A park owner has no right of access to a manufactured home located within the park unless access is necessary to prevent damage to the park premises or to respond to an emergency.
A park owner may come onto a manufactured home lot in order to inspect the lot, make necessary or agreed-upon repairs or improvements, supply necessary or agreed-upon goods or services or exhibit the lot to prospective or actual purchasers, mortgagees, residents, workers or contractors. The park owner may come onto the resident's lot whenever necessary to respond to or prevent an emergency, but otherwise may not come onto the lot at unreasonable times or in a way that unreasonably disrupts the resident's use and enjoyment of the lot.
(a) To qualify as a class I manufactured home park, as defined in section 327C.01, subdivision 13, a park owner, or on-site attendant as an employee of the manufactured home park, must satisfy 12 hours of qualifying education courses every three years, as prescribed in this subdivision. Park owners or on-site attendants may begin accumulating qualifying hours to qualify as a class I manufactured home park beginning in 2017.
(b) The qualifying education courses required for classification under this subdivision must be continuing education courses approved by the Department of Labor and Industry or the Department of Commerce for:
(1) continuing education in real estate; or
(2) continuing education for residential contractors and manufactured home installers.
(c) The qualifying education courses must include:
(1) two hours on fair housing, approved for real estate licensure or residential contractor licensure;
(2) one hour on the Americans with Disabilities Act, approved for real estate licensure or residential contractor licensure;
(3) four hours on legal compliance related to any of the following: landlord/tenant, licensing requirements, or home financing under chapters 58, 327, 327B, 327C, and 504B, and Minnesota Rules, chapter 1350 or 4630;
(4) three hours of general education approved for real estate, residential contractors, or manufactured home installers; and
(5) two hours of HUD-specific manufactured home installer courses as required under section 327B.041.
(d) If the qualifying owner or employee attendant is no longer the person meeting the requirements under this subdivision, but did qualify during the current assessment year, then the manufactured home park shall still qualify for the class rate provided for class 4c property classified under section 273.13, subdivision 25, paragraph (d), clause (5), item (iii).
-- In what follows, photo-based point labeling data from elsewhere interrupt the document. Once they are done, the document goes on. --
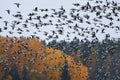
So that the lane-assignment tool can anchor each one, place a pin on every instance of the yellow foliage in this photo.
(43, 61)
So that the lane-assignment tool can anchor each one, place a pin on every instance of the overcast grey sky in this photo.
(28, 5)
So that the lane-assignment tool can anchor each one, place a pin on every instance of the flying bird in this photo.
(17, 4)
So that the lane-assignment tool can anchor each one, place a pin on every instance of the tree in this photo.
(65, 73)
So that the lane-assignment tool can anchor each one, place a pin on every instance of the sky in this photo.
(28, 5)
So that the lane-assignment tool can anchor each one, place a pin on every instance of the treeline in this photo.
(101, 57)
(29, 59)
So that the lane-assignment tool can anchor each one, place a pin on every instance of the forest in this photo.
(33, 59)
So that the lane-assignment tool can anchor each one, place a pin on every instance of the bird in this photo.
(6, 23)
(17, 4)
(8, 11)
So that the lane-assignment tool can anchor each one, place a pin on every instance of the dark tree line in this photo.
(102, 57)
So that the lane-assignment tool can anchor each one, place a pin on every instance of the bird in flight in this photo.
(17, 4)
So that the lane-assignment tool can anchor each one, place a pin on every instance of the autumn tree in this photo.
(65, 73)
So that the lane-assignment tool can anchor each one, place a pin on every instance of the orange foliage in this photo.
(46, 62)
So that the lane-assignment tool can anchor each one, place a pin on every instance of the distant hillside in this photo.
(29, 59)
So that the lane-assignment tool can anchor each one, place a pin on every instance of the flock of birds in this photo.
(85, 21)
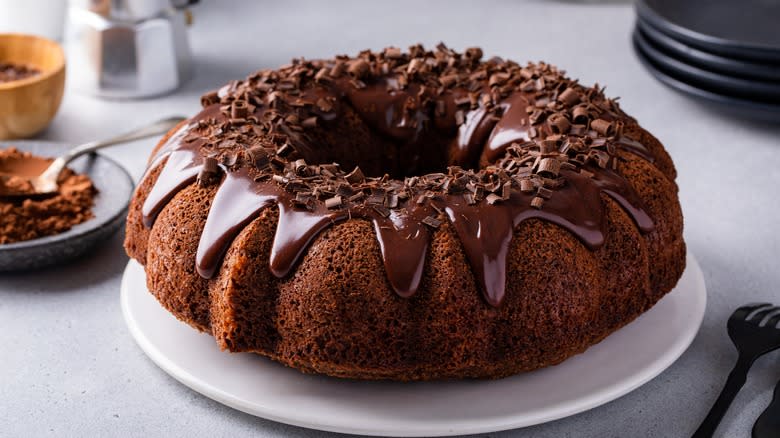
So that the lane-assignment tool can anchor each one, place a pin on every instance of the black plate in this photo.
(115, 188)
(751, 89)
(706, 60)
(746, 29)
(741, 108)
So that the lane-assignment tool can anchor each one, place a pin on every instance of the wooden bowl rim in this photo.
(45, 75)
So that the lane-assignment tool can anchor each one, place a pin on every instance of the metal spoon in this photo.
(46, 182)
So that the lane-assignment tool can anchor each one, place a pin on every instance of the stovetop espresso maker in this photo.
(128, 48)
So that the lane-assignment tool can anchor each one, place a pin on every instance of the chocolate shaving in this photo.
(603, 127)
(432, 222)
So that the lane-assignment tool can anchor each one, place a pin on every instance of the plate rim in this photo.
(751, 88)
(593, 400)
(703, 41)
(724, 65)
(765, 111)
(76, 231)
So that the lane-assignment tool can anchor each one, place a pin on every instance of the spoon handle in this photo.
(734, 383)
(157, 128)
(47, 181)
(768, 424)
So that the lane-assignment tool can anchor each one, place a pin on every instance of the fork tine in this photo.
(745, 311)
(773, 319)
(762, 314)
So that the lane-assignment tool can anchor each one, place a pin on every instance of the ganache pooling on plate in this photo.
(408, 141)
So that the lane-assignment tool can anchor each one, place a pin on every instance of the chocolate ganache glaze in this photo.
(445, 136)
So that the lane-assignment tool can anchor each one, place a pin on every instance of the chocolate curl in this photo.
(559, 124)
(580, 115)
(569, 97)
(603, 127)
(359, 68)
(208, 173)
(239, 110)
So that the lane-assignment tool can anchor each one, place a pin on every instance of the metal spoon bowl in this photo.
(46, 182)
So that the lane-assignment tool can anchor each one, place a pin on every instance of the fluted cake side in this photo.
(351, 300)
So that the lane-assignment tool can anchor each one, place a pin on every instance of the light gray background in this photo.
(70, 368)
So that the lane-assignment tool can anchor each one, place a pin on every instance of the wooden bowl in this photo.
(28, 105)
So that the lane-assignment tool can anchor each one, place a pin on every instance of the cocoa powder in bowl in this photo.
(25, 218)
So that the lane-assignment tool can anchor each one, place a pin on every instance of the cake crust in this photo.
(337, 312)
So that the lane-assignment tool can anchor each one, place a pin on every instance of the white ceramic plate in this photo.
(622, 362)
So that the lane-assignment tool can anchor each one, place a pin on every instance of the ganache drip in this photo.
(533, 144)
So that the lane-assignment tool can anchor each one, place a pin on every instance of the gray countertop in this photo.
(70, 367)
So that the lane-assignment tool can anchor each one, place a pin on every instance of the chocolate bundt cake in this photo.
(408, 215)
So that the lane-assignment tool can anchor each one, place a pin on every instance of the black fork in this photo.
(753, 330)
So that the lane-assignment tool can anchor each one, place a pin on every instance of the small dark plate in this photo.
(745, 29)
(706, 60)
(752, 89)
(741, 108)
(115, 188)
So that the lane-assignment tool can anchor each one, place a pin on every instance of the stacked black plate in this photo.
(724, 52)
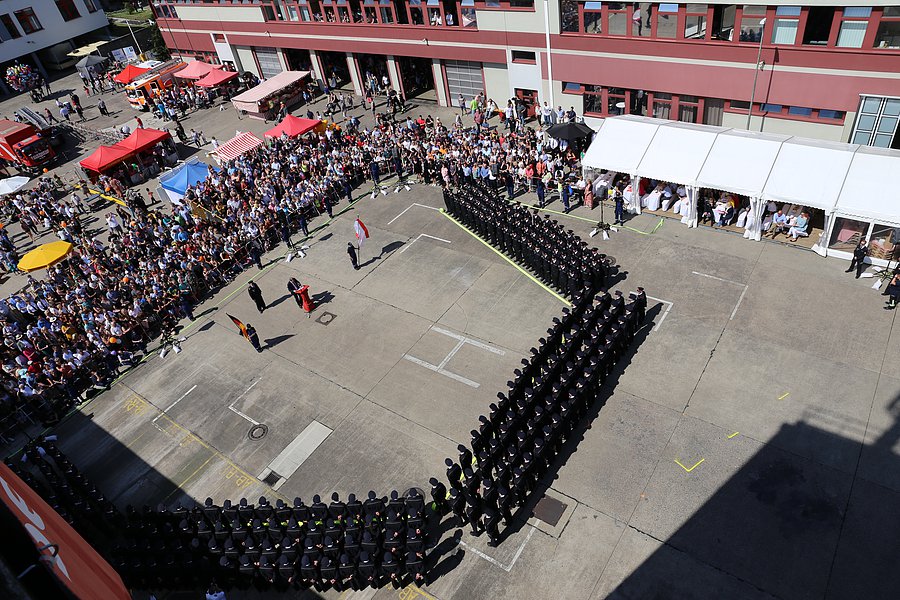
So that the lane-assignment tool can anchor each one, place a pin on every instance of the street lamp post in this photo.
(756, 69)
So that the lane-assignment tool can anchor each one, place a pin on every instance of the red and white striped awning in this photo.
(237, 146)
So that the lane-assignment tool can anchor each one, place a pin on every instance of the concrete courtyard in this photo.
(748, 447)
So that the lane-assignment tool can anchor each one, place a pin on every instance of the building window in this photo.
(662, 105)
(667, 21)
(619, 14)
(28, 20)
(695, 21)
(888, 35)
(785, 29)
(593, 20)
(723, 21)
(10, 27)
(854, 22)
(818, 25)
(593, 100)
(520, 56)
(751, 27)
(67, 9)
(876, 123)
(688, 108)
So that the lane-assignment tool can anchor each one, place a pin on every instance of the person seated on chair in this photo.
(799, 227)
(779, 223)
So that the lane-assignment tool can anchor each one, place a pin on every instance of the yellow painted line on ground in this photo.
(507, 259)
(697, 464)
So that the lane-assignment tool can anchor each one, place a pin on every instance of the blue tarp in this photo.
(178, 180)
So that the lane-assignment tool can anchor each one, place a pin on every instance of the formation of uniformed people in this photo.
(556, 255)
(516, 445)
(350, 544)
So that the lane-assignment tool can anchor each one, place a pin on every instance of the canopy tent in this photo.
(255, 100)
(176, 182)
(104, 157)
(293, 126)
(236, 146)
(129, 74)
(844, 180)
(216, 77)
(196, 69)
(44, 256)
(91, 60)
(143, 139)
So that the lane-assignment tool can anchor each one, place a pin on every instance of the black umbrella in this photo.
(570, 131)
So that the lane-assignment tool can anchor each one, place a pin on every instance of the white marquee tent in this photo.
(844, 180)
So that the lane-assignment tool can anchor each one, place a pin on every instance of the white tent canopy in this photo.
(841, 179)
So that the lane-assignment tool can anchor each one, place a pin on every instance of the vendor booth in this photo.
(263, 101)
(153, 149)
(129, 74)
(176, 182)
(292, 126)
(849, 184)
(196, 69)
(241, 143)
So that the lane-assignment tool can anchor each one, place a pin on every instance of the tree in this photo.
(158, 44)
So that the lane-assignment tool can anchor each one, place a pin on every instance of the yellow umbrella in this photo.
(44, 256)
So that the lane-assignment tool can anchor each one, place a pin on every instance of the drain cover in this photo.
(258, 432)
(549, 510)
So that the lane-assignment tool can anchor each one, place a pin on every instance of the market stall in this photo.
(241, 143)
(196, 69)
(153, 149)
(129, 74)
(292, 126)
(264, 100)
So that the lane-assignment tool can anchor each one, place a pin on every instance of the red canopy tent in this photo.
(104, 157)
(293, 126)
(143, 139)
(196, 69)
(71, 560)
(129, 74)
(216, 77)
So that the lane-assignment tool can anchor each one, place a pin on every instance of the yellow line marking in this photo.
(190, 477)
(507, 259)
(692, 468)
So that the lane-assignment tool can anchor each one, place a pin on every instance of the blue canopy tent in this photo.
(176, 182)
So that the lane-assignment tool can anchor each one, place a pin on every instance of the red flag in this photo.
(240, 325)
(76, 564)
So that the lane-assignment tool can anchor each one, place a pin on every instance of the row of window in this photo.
(842, 27)
(29, 22)
(602, 101)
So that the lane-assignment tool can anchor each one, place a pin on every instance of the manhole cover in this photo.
(258, 432)
(549, 510)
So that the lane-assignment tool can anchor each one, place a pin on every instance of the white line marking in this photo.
(444, 372)
(496, 562)
(743, 285)
(736, 306)
(156, 418)
(410, 206)
(718, 278)
(665, 312)
(468, 340)
(236, 411)
(421, 235)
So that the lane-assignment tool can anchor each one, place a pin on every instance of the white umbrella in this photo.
(13, 184)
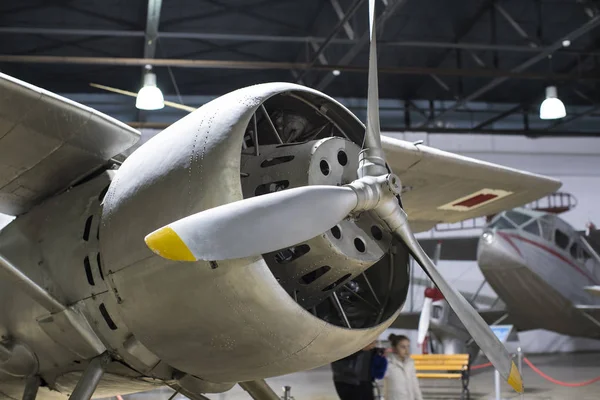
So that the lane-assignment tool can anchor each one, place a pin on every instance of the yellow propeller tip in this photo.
(514, 379)
(166, 243)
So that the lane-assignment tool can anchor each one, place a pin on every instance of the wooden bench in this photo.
(444, 366)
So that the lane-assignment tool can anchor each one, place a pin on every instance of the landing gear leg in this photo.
(31, 387)
(91, 377)
(259, 390)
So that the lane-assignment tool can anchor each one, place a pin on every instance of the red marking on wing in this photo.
(475, 200)
(555, 254)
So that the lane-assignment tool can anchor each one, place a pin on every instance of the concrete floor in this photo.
(317, 385)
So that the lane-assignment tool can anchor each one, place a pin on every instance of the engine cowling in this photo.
(262, 316)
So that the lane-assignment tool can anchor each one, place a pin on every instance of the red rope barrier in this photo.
(476, 367)
(548, 378)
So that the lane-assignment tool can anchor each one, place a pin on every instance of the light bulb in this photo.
(552, 107)
(150, 96)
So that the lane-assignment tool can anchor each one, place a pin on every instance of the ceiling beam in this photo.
(463, 30)
(273, 65)
(341, 15)
(351, 11)
(498, 117)
(243, 37)
(151, 34)
(515, 25)
(390, 9)
(582, 30)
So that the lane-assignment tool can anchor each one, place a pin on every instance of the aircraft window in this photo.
(517, 217)
(533, 228)
(586, 255)
(436, 312)
(575, 250)
(561, 239)
(546, 227)
(502, 223)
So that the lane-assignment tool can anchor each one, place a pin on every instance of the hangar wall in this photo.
(575, 161)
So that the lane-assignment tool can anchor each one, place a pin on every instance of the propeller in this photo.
(425, 317)
(224, 232)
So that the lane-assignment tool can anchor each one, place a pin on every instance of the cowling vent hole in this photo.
(290, 254)
(312, 276)
(337, 283)
(271, 187)
(269, 162)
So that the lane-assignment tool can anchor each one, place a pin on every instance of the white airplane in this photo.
(545, 271)
(190, 266)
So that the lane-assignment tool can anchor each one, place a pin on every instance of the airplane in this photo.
(214, 253)
(544, 270)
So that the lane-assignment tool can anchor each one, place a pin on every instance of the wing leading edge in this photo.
(444, 187)
(48, 142)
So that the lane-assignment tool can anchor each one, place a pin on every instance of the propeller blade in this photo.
(373, 134)
(131, 94)
(254, 226)
(475, 325)
(424, 320)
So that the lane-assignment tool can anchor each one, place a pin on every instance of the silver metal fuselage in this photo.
(540, 282)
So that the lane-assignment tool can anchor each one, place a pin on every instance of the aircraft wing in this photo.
(595, 290)
(48, 143)
(444, 187)
(453, 248)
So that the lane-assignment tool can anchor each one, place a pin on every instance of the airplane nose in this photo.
(498, 250)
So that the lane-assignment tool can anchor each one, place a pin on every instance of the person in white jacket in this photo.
(400, 380)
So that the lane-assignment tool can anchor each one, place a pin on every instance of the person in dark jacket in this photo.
(353, 375)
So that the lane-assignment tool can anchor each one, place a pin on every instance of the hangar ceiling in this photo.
(479, 65)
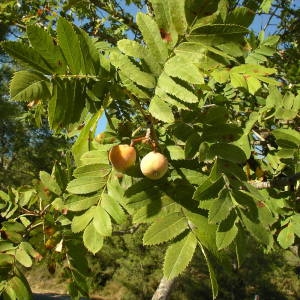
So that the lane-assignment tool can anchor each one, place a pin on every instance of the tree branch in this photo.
(163, 290)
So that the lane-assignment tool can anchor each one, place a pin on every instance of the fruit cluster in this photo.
(154, 165)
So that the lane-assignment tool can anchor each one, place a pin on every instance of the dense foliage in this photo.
(202, 89)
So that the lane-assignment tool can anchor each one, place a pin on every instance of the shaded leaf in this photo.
(102, 221)
(178, 255)
(69, 44)
(29, 86)
(161, 110)
(92, 239)
(165, 229)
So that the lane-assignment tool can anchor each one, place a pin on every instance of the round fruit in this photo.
(154, 165)
(122, 157)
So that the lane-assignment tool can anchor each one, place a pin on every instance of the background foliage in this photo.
(221, 103)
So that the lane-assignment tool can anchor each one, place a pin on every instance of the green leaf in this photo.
(238, 81)
(165, 229)
(114, 209)
(66, 94)
(79, 223)
(192, 146)
(69, 44)
(220, 208)
(160, 110)
(241, 247)
(152, 38)
(82, 144)
(193, 176)
(94, 170)
(214, 34)
(154, 210)
(164, 21)
(134, 49)
(208, 189)
(90, 56)
(296, 224)
(179, 255)
(20, 288)
(212, 274)
(46, 46)
(176, 152)
(50, 182)
(94, 157)
(227, 232)
(142, 193)
(228, 152)
(26, 56)
(286, 236)
(92, 239)
(23, 257)
(182, 68)
(6, 259)
(253, 84)
(171, 87)
(266, 5)
(241, 15)
(122, 62)
(102, 221)
(79, 203)
(253, 69)
(257, 230)
(28, 86)
(287, 138)
(177, 8)
(132, 87)
(86, 185)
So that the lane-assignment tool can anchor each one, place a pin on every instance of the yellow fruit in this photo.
(122, 157)
(154, 165)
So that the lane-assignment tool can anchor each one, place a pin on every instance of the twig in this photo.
(163, 290)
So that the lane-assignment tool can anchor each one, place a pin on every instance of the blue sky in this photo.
(258, 24)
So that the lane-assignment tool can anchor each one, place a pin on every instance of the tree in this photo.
(195, 85)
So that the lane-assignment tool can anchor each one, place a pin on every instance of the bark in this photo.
(163, 290)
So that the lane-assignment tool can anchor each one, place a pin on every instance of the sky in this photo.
(258, 24)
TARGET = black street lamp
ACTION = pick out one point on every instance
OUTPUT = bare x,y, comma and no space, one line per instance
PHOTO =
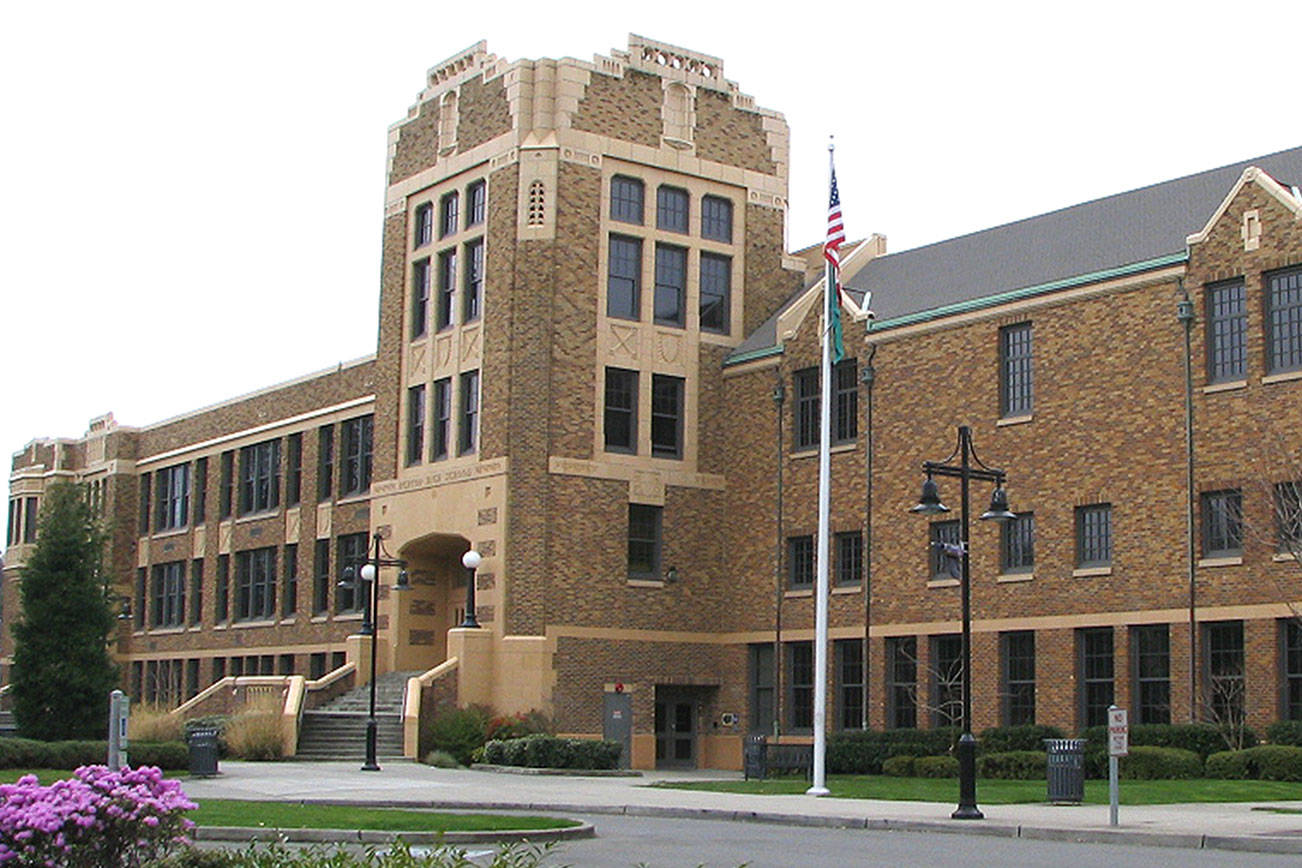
369,571
930,504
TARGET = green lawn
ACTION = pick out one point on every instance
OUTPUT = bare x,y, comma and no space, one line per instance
850,786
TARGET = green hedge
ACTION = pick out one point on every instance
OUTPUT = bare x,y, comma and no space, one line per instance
1001,739
863,751
30,754
1013,765
540,751
1264,763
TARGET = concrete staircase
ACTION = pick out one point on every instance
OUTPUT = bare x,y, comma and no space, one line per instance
337,730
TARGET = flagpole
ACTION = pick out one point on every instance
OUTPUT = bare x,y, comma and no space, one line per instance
824,496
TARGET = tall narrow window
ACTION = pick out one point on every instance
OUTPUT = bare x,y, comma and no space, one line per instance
1094,535
665,415
645,542
715,292
671,208
324,462
448,207
947,679
356,466
1223,523
1095,674
419,297
477,201
1227,328
468,431
626,199
1014,370
624,281
849,683
1150,647
800,707
447,288
901,682
474,281
1017,544
440,439
1018,670
671,285
800,561
1284,320
293,469
716,219
620,426
415,424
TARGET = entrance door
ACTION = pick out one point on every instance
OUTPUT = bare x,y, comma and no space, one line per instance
675,729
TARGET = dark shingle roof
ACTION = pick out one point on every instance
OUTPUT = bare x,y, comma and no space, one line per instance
1143,225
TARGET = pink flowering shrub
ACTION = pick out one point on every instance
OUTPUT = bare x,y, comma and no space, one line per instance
98,819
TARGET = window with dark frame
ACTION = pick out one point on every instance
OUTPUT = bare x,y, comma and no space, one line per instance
665,415
259,478
1223,656
1227,332
1284,320
849,558
671,285
1018,672
439,437
354,474
620,420
1094,535
468,432
448,207
800,561
715,292
447,289
1017,544
716,219
1096,674
1150,646
415,424
624,279
255,584
848,655
626,199
1014,370
901,682
671,208
474,286
947,532
645,534
1223,523
477,203
800,705
419,297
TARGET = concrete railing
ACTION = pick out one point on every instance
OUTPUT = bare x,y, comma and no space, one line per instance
422,691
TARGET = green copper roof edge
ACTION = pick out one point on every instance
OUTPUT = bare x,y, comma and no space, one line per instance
751,355
990,301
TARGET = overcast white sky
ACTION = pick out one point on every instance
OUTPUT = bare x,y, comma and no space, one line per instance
190,193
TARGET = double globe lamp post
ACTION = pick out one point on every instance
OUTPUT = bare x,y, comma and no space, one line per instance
968,469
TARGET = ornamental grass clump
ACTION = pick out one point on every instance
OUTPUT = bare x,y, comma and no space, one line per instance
96,819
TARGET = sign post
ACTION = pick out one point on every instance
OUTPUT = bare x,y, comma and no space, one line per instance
1119,745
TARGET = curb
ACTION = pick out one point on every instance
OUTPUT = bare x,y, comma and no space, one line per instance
245,834
1190,841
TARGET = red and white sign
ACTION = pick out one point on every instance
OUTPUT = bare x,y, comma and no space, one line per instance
1119,732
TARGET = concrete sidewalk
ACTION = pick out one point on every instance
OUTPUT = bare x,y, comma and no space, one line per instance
1224,827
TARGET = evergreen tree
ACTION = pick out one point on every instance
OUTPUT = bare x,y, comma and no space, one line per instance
61,670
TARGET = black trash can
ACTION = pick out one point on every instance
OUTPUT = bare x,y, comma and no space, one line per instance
755,758
203,751
1065,768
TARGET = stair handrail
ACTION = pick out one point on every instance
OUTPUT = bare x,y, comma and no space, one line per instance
412,705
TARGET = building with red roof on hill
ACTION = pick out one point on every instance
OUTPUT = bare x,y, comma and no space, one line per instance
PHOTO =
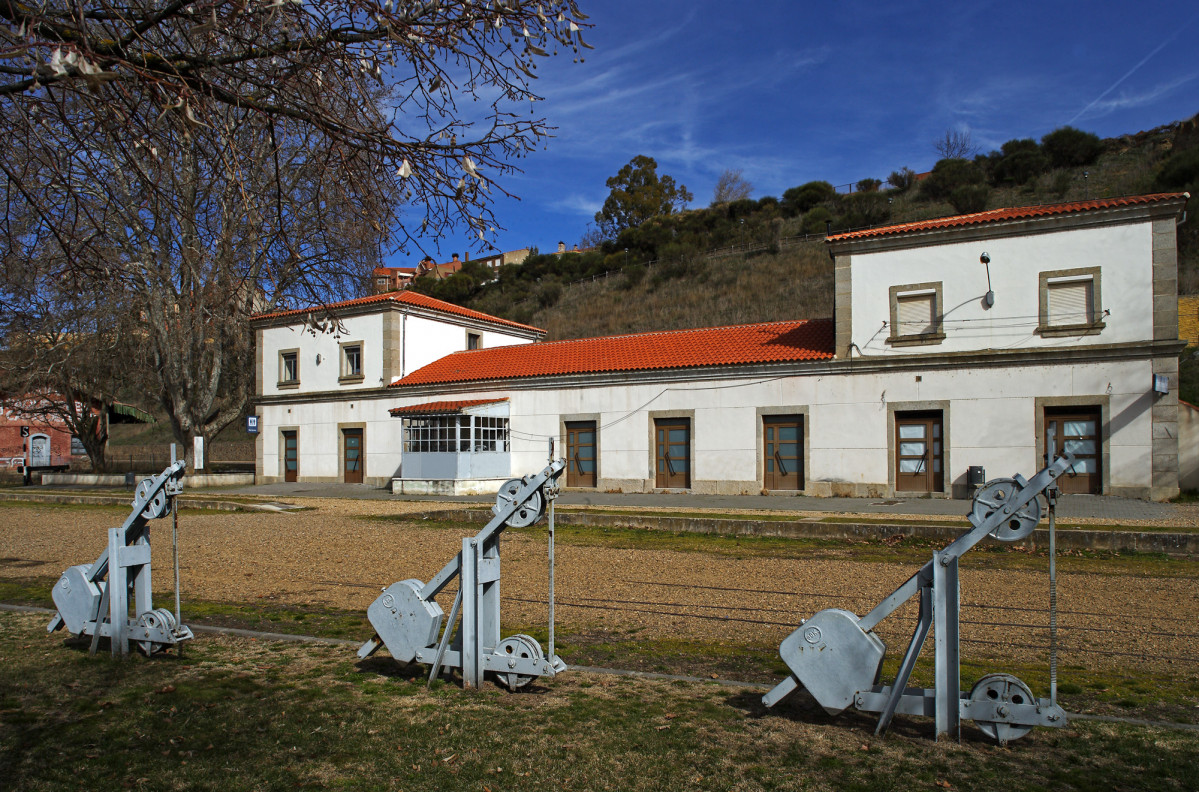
959,348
(a) A park owner that has met the requirements of subdivision 1 shall provide an affidavit to the park owner's county assessor certifying that the park owner, corporate officer, or on-site attendant has complied with subdivision 1 and that the park meets the definition of a class I manufactured home park as defined in this section, and is entitled to the property tax classification rate for class I manufactured home parks in section 273.13, subdivision 25. The park owner shall retain the original course completion certificates issued by the course sponsor under this section for three years and, upon written request for verification, provide these to the county assessor within 30 days.
(b) A park owner must provide the county assessor written notice of any change in compliance status of the manufactured home park no later than December 15 of the assessment year.